11º.-En el año 2007 comienza a ejecutarse, a costa de Vitrex S.L. un proyecto de adecuación de sus instalaciones en Zaragoza, a fin de ampliar el almacén existente en las mismas, para dar servicio logístico a todas las empresas del Grupo Rayen. Desde entonces varios empleados de Vitrex S.L. han realizado tareas de almacenaje, logística y expedición de productos del grupo Rayen.

12º.-En el año 2009 el Departamento financiero de Vitrex S.L. fue trasladado desde sus instalaciones Zaragoza a las instalaciones del Grupo Rayen en Gavá, siendo trasladado igualmente D. Apolonio , que venía desempeñando, desde 1995, el puesto de director financiero de Vitrex S.L... Actualmente, el Sr. Apolonio que presta sus servicios para Vitrex en oficinas que comparte con otros empleados del grupo Rayen.

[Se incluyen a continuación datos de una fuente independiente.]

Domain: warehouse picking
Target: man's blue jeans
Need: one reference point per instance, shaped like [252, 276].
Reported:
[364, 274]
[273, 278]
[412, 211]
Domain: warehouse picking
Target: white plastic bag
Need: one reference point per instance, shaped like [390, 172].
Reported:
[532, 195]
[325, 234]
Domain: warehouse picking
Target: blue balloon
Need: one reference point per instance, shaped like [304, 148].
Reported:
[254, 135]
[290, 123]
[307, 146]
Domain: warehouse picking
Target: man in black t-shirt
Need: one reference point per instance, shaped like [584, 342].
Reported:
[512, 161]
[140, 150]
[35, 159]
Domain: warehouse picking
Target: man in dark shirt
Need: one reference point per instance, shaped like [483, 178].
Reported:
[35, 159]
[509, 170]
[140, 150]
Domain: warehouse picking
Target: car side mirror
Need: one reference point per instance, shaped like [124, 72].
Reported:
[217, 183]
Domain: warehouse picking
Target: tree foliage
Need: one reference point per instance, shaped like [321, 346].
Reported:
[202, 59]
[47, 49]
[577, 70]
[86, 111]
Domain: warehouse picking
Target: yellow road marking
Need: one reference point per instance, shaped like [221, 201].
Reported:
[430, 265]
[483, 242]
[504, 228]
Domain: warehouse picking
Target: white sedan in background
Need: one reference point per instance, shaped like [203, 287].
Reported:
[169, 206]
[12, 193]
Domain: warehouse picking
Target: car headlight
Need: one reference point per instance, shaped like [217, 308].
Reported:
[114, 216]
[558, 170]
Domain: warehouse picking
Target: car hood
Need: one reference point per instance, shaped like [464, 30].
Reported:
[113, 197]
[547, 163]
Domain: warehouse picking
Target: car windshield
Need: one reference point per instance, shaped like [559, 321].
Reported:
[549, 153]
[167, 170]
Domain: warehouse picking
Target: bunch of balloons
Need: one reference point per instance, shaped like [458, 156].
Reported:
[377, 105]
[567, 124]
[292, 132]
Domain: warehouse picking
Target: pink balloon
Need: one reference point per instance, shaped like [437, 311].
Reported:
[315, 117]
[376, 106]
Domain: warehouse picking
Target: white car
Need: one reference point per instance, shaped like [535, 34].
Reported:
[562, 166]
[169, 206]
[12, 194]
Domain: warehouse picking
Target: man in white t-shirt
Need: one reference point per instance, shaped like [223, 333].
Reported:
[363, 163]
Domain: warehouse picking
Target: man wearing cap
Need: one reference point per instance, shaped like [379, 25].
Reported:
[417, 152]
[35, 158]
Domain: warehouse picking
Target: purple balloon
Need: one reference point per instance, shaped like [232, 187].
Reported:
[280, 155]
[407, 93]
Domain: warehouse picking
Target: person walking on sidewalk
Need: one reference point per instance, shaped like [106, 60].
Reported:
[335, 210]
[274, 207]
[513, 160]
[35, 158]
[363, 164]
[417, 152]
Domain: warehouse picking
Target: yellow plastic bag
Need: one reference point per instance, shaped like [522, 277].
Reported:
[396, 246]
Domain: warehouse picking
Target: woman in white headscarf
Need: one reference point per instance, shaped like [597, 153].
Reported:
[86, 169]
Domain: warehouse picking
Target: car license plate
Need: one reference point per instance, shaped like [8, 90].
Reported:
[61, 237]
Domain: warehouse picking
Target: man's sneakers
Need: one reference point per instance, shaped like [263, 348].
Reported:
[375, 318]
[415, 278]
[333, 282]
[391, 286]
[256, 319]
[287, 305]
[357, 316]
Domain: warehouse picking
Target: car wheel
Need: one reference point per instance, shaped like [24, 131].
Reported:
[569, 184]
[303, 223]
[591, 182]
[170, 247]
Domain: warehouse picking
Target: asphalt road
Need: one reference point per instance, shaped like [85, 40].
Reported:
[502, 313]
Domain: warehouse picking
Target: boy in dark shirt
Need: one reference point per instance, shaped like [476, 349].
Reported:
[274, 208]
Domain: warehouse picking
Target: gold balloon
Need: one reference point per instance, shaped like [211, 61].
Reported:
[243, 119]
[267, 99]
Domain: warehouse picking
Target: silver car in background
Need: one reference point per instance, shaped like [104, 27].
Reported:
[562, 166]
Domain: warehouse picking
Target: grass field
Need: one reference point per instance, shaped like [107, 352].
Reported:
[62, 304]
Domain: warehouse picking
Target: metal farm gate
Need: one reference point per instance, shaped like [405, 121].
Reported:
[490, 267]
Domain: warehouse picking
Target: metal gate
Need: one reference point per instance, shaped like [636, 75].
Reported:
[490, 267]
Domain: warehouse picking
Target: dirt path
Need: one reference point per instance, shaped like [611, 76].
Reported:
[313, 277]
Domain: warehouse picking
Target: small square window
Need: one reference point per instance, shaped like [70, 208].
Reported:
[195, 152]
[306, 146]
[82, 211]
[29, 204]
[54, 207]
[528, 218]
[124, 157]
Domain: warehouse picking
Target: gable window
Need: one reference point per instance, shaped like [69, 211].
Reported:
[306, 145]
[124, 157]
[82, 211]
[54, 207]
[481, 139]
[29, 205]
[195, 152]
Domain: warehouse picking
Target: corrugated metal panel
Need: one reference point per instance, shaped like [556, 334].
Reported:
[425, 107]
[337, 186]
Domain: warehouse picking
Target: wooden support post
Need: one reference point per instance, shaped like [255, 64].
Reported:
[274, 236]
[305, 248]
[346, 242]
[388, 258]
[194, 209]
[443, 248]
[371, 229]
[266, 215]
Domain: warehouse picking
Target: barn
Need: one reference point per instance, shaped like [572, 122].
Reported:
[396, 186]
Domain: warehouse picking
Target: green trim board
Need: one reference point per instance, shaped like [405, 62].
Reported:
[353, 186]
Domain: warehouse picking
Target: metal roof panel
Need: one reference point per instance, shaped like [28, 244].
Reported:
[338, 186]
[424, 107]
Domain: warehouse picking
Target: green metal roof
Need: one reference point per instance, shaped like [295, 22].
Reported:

13º.-El 5.06.2009 el Comité de Empresa de Vitrex S.L. promovió conflicto colectivo sobre vacaciones ante el SAMA al objeto de que se reconociera a todos los trabajadores afectados por el mismo el derecho al disfrute continuado de vacaciones para el año 2009 entre el 3 y el 30 de agosto de 2009 sin límite alguno, salvo personal de mantenimiento y con excepción de los acuerdos individuales que pudieran alcanzarse. En fecha 19.06.2009 ante el SAMA el Comité y la dirección de la empresa alcanzaron el acuerdo que es de ver en los folios 136 a 139 que se da por reproducido en su integridad. En dicho acto, la empresa comparecía representada por D. Alexis , asesorado por D. Fabio y D. Norberto . El punto sexto del acuerdo, literalmente señala que'...la Empresa manifiesta su voluntad de...2.- No perjudicar a la Empresa frente a otras sociedades del grupo Rayen, cumpliendo estrictamente con el principio de igualdad que debe regir para los trabajadores, 3.- Fomentar la producción y las ventas reconociendo en este sentido la existencia de una realidad única entre las empresa Vitrex S.L. y Vitrex Menaje S.L.'.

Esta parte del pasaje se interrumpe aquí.